I don't think I explained my thought processes thoroughly enough. Sorry about that. Let's see if a concrete example will make what I mean clearer. I recently ran the script I posted in the original issue for about a day and a half (no kill like overkill right?) in order to make sure that there were no more quickcheck issues in the regex PR that just got merged. I just let it run and then walked away, knowing that it would keep going until I came back and told it to give up or until it found another bug. I'm not confident in my ability to translate "run for N iterations" into "run for M hours", so the unbounded nature of the script is nice.

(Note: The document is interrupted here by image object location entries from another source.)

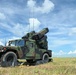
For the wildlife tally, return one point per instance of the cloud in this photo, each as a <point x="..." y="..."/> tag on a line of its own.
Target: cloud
<point x="34" y="23"/>
<point x="2" y="16"/>
<point x="46" y="7"/>
<point x="72" y="31"/>
<point x="1" y="43"/>
<point x="21" y="29"/>
<point x="72" y="52"/>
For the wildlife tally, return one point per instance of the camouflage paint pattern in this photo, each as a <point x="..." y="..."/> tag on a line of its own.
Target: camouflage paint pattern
<point x="35" y="45"/>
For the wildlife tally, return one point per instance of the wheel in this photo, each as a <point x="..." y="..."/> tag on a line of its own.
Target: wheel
<point x="9" y="59"/>
<point x="45" y="58"/>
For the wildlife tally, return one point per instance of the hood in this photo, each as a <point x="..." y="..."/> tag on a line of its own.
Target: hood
<point x="11" y="47"/>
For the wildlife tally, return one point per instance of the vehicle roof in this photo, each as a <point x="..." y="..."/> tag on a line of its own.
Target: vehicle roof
<point x="15" y="39"/>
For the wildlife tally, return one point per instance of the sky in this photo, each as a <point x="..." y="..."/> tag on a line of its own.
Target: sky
<point x="17" y="17"/>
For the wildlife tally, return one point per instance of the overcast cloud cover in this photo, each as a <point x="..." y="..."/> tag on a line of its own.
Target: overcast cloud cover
<point x="58" y="15"/>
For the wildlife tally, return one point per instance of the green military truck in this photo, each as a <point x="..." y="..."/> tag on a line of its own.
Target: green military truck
<point x="33" y="47"/>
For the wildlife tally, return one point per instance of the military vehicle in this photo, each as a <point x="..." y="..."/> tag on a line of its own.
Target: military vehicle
<point x="33" y="47"/>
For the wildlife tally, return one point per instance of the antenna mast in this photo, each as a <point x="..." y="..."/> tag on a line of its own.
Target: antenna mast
<point x="33" y="18"/>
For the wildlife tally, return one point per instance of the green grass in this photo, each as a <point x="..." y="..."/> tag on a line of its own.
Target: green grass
<point x="59" y="66"/>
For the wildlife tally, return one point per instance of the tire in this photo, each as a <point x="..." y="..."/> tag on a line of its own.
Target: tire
<point x="9" y="59"/>
<point x="45" y="58"/>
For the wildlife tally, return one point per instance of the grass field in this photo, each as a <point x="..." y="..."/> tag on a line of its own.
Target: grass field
<point x="59" y="66"/>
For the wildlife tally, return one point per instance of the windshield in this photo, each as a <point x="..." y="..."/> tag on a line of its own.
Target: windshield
<point x="16" y="43"/>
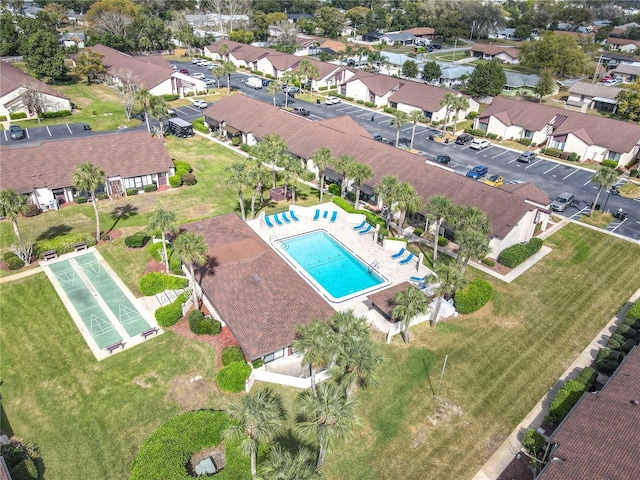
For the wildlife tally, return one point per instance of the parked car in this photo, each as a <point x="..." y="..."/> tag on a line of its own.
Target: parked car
<point x="562" y="201"/>
<point x="494" y="180"/>
<point x="526" y="157"/>
<point x="479" y="144"/>
<point x="464" y="139"/>
<point x="16" y="132"/>
<point x="477" y="172"/>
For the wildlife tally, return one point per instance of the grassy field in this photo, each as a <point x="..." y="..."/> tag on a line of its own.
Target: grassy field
<point x="502" y="360"/>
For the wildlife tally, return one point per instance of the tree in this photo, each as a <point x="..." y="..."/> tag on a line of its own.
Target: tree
<point x="87" y="178"/>
<point x="259" y="417"/>
<point x="329" y="417"/>
<point x="166" y="222"/>
<point x="545" y="85"/>
<point x="605" y="177"/>
<point x="440" y="207"/>
<point x="487" y="80"/>
<point x="191" y="248"/>
<point x="431" y="71"/>
<point x="322" y="158"/>
<point x="237" y="177"/>
<point x="410" y="69"/>
<point x="89" y="63"/>
<point x="399" y="119"/>
<point x="408" y="304"/>
<point x="360" y="172"/>
<point x="314" y="341"/>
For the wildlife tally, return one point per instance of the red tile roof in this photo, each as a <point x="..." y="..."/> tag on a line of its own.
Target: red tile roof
<point x="52" y="163"/>
<point x="599" y="439"/>
<point x="255" y="292"/>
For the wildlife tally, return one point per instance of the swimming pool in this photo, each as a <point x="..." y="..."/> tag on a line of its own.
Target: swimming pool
<point x="330" y="266"/>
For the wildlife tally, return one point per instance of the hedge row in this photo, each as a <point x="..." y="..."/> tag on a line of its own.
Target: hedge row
<point x="516" y="254"/>
<point x="473" y="296"/>
<point x="155" y="282"/>
<point x="64" y="243"/>
<point x="166" y="452"/>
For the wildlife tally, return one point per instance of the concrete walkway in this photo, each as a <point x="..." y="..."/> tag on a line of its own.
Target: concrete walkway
<point x="511" y="446"/>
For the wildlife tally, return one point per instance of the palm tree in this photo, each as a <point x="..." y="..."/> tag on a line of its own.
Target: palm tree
<point x="329" y="417"/>
<point x="87" y="178"/>
<point x="606" y="177"/>
<point x="314" y="342"/>
<point x="343" y="164"/>
<point x="406" y="305"/>
<point x="11" y="204"/>
<point x="387" y="191"/>
<point x="399" y="119"/>
<point x="448" y="101"/>
<point x="166" y="222"/>
<point x="450" y="279"/>
<point x="322" y="158"/>
<point x="259" y="417"/>
<point x="237" y="177"/>
<point x="283" y="465"/>
<point x="441" y="207"/>
<point x="191" y="248"/>
<point x="415" y="116"/>
<point x="360" y="172"/>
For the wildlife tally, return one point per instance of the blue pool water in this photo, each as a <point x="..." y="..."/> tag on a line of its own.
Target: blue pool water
<point x="330" y="266"/>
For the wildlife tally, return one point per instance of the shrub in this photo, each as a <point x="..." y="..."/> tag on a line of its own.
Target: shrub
<point x="473" y="296"/>
<point x="169" y="314"/>
<point x="516" y="254"/>
<point x="155" y="282"/>
<point x="64" y="243"/>
<point x="232" y="354"/>
<point x="533" y="441"/>
<point x="175" y="181"/>
<point x="233" y="377"/>
<point x="564" y="401"/>
<point x="189" y="179"/>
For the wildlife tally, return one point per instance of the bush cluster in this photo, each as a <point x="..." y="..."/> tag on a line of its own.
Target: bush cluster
<point x="137" y="240"/>
<point x="516" y="254"/>
<point x="64" y="243"/>
<point x="233" y="377"/>
<point x="473" y="297"/>
<point x="169" y="314"/>
<point x="155" y="282"/>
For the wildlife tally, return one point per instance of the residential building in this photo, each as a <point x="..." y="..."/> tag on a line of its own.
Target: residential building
<point x="591" y="137"/>
<point x="14" y="82"/>
<point x="44" y="172"/>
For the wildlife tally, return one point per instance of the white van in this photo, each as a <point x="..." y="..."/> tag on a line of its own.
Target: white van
<point x="254" y="82"/>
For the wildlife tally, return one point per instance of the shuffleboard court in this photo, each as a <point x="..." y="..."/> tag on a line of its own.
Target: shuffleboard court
<point x="117" y="301"/>
<point x="87" y="307"/>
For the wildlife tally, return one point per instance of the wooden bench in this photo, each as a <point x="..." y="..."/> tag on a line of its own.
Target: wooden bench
<point x="115" y="346"/>
<point x="148" y="333"/>
<point x="49" y="255"/>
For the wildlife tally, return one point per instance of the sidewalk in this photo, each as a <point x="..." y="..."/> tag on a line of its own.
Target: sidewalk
<point x="492" y="469"/>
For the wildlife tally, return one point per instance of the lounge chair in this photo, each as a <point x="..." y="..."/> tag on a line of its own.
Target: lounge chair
<point x="366" y="230"/>
<point x="358" y="227"/>
<point x="407" y="259"/>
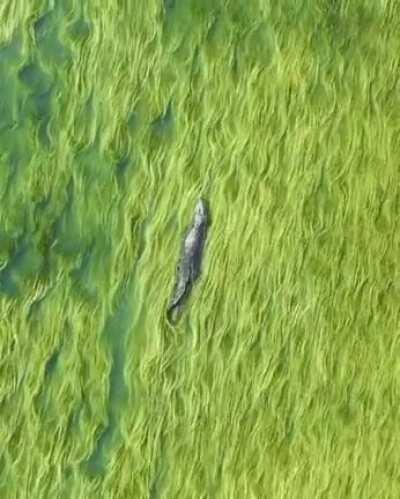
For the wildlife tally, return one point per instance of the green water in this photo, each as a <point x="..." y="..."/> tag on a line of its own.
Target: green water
<point x="281" y="379"/>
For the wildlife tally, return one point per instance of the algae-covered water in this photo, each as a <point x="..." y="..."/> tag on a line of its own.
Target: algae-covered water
<point x="282" y="378"/>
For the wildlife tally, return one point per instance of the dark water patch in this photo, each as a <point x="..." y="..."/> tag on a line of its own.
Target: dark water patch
<point x="43" y="25"/>
<point x="51" y="363"/>
<point x="164" y="122"/>
<point x="133" y="121"/>
<point x="46" y="30"/>
<point x="39" y="107"/>
<point x="79" y="30"/>
<point x="115" y="334"/>
<point x="18" y="152"/>
<point x="10" y="52"/>
<point x="34" y="308"/>
<point x="8" y="102"/>
<point x="24" y="264"/>
<point x="35" y="78"/>
<point x="121" y="169"/>
<point x="82" y="275"/>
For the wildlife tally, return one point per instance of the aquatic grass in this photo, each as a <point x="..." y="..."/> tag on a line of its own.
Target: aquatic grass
<point x="281" y="378"/>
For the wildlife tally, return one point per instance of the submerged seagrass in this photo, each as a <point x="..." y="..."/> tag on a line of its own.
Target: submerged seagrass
<point x="190" y="262"/>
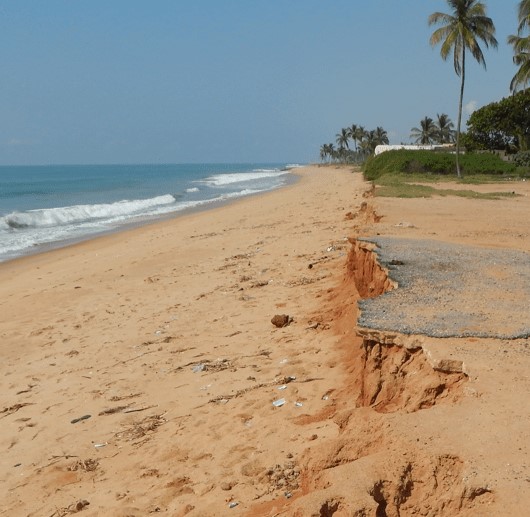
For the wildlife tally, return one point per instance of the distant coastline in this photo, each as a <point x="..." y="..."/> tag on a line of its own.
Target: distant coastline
<point x="49" y="207"/>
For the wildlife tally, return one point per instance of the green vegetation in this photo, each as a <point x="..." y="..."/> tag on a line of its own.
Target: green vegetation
<point x="458" y="31"/>
<point x="431" y="132"/>
<point x="498" y="126"/>
<point x="501" y="125"/>
<point x="407" y="186"/>
<point x="434" y="163"/>
<point x="364" y="142"/>
<point x="521" y="47"/>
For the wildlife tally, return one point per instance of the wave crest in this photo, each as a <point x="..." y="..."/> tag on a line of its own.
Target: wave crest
<point x="49" y="217"/>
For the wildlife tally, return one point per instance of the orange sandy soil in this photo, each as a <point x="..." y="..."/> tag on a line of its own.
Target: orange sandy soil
<point x="163" y="336"/>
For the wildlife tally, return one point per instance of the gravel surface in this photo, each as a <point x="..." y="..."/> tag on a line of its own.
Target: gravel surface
<point x="450" y="290"/>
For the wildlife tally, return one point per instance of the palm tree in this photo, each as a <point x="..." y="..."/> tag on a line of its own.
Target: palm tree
<point x="445" y="132"/>
<point x="352" y="131"/>
<point x="323" y="152"/>
<point x="459" y="31"/>
<point x="360" y="134"/>
<point x="342" y="139"/>
<point x="426" y="133"/>
<point x="381" y="136"/>
<point x="521" y="48"/>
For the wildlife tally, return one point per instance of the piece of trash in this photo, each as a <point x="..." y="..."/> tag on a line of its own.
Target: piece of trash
<point x="135" y="410"/>
<point x="84" y="417"/>
<point x="80" y="505"/>
<point x="281" y="320"/>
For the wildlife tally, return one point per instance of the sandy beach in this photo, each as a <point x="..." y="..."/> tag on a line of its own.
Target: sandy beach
<point x="141" y="372"/>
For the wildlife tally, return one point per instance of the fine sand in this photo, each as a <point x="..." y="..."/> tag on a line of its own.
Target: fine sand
<point x="140" y="369"/>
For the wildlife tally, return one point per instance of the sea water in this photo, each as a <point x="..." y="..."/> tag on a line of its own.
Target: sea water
<point x="51" y="205"/>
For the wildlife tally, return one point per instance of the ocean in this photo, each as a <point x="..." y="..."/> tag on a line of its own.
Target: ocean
<point x="51" y="205"/>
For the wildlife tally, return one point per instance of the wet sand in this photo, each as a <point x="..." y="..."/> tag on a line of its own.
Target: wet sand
<point x="140" y="369"/>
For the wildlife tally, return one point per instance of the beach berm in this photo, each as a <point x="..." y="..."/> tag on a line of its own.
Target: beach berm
<point x="163" y="335"/>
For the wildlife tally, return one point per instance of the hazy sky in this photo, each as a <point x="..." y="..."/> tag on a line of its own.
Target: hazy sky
<point x="177" y="81"/>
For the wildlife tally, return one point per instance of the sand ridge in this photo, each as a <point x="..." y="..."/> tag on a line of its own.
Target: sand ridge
<point x="140" y="369"/>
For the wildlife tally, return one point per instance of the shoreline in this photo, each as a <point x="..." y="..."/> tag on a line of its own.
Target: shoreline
<point x="142" y="373"/>
<point x="292" y="178"/>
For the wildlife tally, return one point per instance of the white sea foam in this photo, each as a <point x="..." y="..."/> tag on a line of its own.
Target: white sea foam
<point x="52" y="217"/>
<point x="220" y="180"/>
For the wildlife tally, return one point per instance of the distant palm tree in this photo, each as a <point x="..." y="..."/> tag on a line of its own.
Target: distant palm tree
<point x="459" y="31"/>
<point x="323" y="152"/>
<point x="361" y="133"/>
<point x="342" y="139"/>
<point x="381" y="136"/>
<point x="521" y="48"/>
<point x="352" y="131"/>
<point x="426" y="133"/>
<point x="445" y="133"/>
<point x="369" y="142"/>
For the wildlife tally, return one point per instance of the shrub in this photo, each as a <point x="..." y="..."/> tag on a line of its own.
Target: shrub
<point x="522" y="159"/>
<point x="409" y="162"/>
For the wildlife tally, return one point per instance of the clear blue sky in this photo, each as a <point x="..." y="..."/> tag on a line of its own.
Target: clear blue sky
<point x="177" y="81"/>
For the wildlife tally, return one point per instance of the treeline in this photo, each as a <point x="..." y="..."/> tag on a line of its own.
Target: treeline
<point x="363" y="143"/>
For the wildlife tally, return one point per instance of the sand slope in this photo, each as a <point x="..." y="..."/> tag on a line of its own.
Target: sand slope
<point x="163" y="336"/>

As I understand it when you run cargo test for a project with 3 quickcheck properties (call them qc1, qc2, and qc3), it will run qc1 for the number of tests you have asked for, then move on to qc2 and qc3. If you've asked for lots of tests it will take a long time to move on from each test.

The starvation issue comes up if you crank the number of tests up so high that runtime is effectively unbounded (so you can walk away and come back whenever). It seems like you would never get out of qc1. Alternatively, you could not crank the number of tests up that high, but then it won't run until a bug pops up or you tell it to stop anymore. Basically, I agree that increasing the number of tests and running in a loop both explore the space more thoroughly, but I want to make sure that quickcheck properties have their space explored in a round robin way rather than a depth first way.

Am I making sense or is my mental model of how quickcheck and cargo test interact off base?

BurntSushi commented 6 years ago

@ethanpailes Yeah that makes sense. It kinda feels like we're saying roughly the same thing.

What is the action item here? Running quickcheck in a loop is certainly not an ideal situation. It's more of a hack than anything else. But perhaps it is pragmatic. I'm undecided if it belongs in the README or not. If someone added a quick note somewhere, I don't think I'd be opposed to it.

ethanpailes commented 6 years ago

@BurntSushi, I definitly agree with you that the level of hackyness makes me uncomfortable. I think my platonic ideal feature (a flag to cargo) for this use case would involve cargo test (or maybe libtest) knowing things about the internal structure of quickcheck. I'll open a PR with a short note about running quickcheck in a loop. I think the main takeaway from this thread is that there are lots of ways to do it, so I'll try to convey the viewpoint that it is mostly a matter of taste.